La compagnia Walt Disney e gli Universal Studios hanno intentato una causa congiunta per violazione del diritto d’autore contro Midjourney, una delle aziende più note nel campo dell’intelligenza artificiale generativa. Il procedimento legale è stato avviato presso un tribunale federale di Los Angeles.
Secondo le due major, il software di Midjourney sarebbe stato sviluppato attraverso pratiche illecite, tra cui pirateria e plagio, e continuerebbe a generare immagini che riproducono illegalmente contenuti protetti da copyright. Gli avvocati delle due società, Horacio Gutierrez per Disney e Kim Harris per NBCUniversal, hanno rilasciato dichiarazioni a Reuters, affermando di essere fiduciosi nella solidità del loro caso legale.
“Crediamo nelle potenzialità dell’AI quando viene usata in modo responsabile per arricchire la creatività umana,” ha dichiarato Gutierrez, vicepresidente esecutivo e chief legal officer di Disney. “Ma la pirateria resta pirateria, anche quando è operata da un’azienda tecnologica.”
Kim Harris, general counsel di NBCUniversal, ha aggiunto:
“Questa azione legale mira a proteggere il lavoro di migliaia di artisti e i nostri investimenti significativi nella creazione di contenuti.”
Accuse pesanti: “Violazione calcolata e intenzionale”
Nella causa si afferma che Midjourney avrebbe ignorato ripetute segnalazioni da parte degli studios riguardo l’utilizzo illecito delle loro opere. Secondo i querelanti, il software sarebbe in grado di generare — e presto anche di distribuire video — che riproducono personaggi iconici di Disney e Universal, senza alcun investimento nella loro creazione originale.
“Midjourney rappresenta l’essenza del parassitismo da copyright: un pozzo senza fondo di plagio,” si legge nel documento legale. “La sua condotta è deliberata e consapevole.”
Un caso che si inserisce in un contesto legale più ampio
Questa non è la prima volta che Midjourney — e altre aziende AI come OpenAI e Stability AI — finiscono sotto accusa per violazione del copyright. Negli ultimi anni, scrittori, musicisti, artisti visivi e giornalisti hanno avviato numerose cause legali, accusando queste piattaforme di usare i loro contenuti senza consenso o licenza.

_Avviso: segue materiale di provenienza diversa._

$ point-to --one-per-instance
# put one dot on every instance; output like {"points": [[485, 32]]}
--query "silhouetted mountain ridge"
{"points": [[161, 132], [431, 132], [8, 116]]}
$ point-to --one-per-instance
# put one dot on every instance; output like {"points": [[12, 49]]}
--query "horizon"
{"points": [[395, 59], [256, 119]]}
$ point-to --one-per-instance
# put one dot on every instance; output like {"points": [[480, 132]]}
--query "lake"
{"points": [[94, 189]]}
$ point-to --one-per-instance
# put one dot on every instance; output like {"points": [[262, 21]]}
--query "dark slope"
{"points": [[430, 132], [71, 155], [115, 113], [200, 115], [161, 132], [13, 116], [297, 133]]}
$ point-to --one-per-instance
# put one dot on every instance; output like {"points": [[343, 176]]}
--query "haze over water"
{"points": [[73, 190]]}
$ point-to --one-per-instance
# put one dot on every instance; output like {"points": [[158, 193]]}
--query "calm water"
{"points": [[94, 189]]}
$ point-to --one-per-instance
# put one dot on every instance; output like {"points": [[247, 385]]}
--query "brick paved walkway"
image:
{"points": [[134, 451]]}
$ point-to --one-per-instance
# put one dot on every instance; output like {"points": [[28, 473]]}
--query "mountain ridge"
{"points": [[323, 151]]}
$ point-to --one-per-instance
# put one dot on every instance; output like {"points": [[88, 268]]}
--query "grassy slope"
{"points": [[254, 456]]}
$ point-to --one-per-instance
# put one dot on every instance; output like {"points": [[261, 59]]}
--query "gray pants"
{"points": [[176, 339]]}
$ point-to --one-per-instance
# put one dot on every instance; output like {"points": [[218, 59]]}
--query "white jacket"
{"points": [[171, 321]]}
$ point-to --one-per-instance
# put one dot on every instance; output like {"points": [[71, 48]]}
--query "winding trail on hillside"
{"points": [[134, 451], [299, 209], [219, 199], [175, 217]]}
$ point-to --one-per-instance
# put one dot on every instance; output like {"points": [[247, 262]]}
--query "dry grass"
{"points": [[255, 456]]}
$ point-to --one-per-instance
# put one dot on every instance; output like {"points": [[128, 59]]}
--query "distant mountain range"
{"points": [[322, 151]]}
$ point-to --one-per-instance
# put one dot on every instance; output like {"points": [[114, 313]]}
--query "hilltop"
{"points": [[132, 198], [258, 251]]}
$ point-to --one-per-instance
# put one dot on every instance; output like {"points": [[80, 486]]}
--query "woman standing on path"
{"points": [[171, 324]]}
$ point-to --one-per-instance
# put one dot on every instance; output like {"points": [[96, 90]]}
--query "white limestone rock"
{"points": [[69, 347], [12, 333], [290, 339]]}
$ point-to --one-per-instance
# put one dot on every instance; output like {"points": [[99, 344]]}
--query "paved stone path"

Finora, però, i procedimenti si muovono lentamente nei tribunali, mentre il settore dell’AI continua a crescere economicamente e ad aumentare la propria influenza. Alcuni osservatori sperano che l’intervento di giganti come Disney e Universal possa accelerare una svolta concreta.
Tuttavia, anche in caso di vittoria, restano irrisolti altri problemi sollevati dai critici dell’AI: l’impatto ambientale, la trasparenza dei dataset e la sostituzione dei posti di lavoro nel settore creativo.
Al momento, non è ancora chiaro quando la causa entrerà nella fase processuale.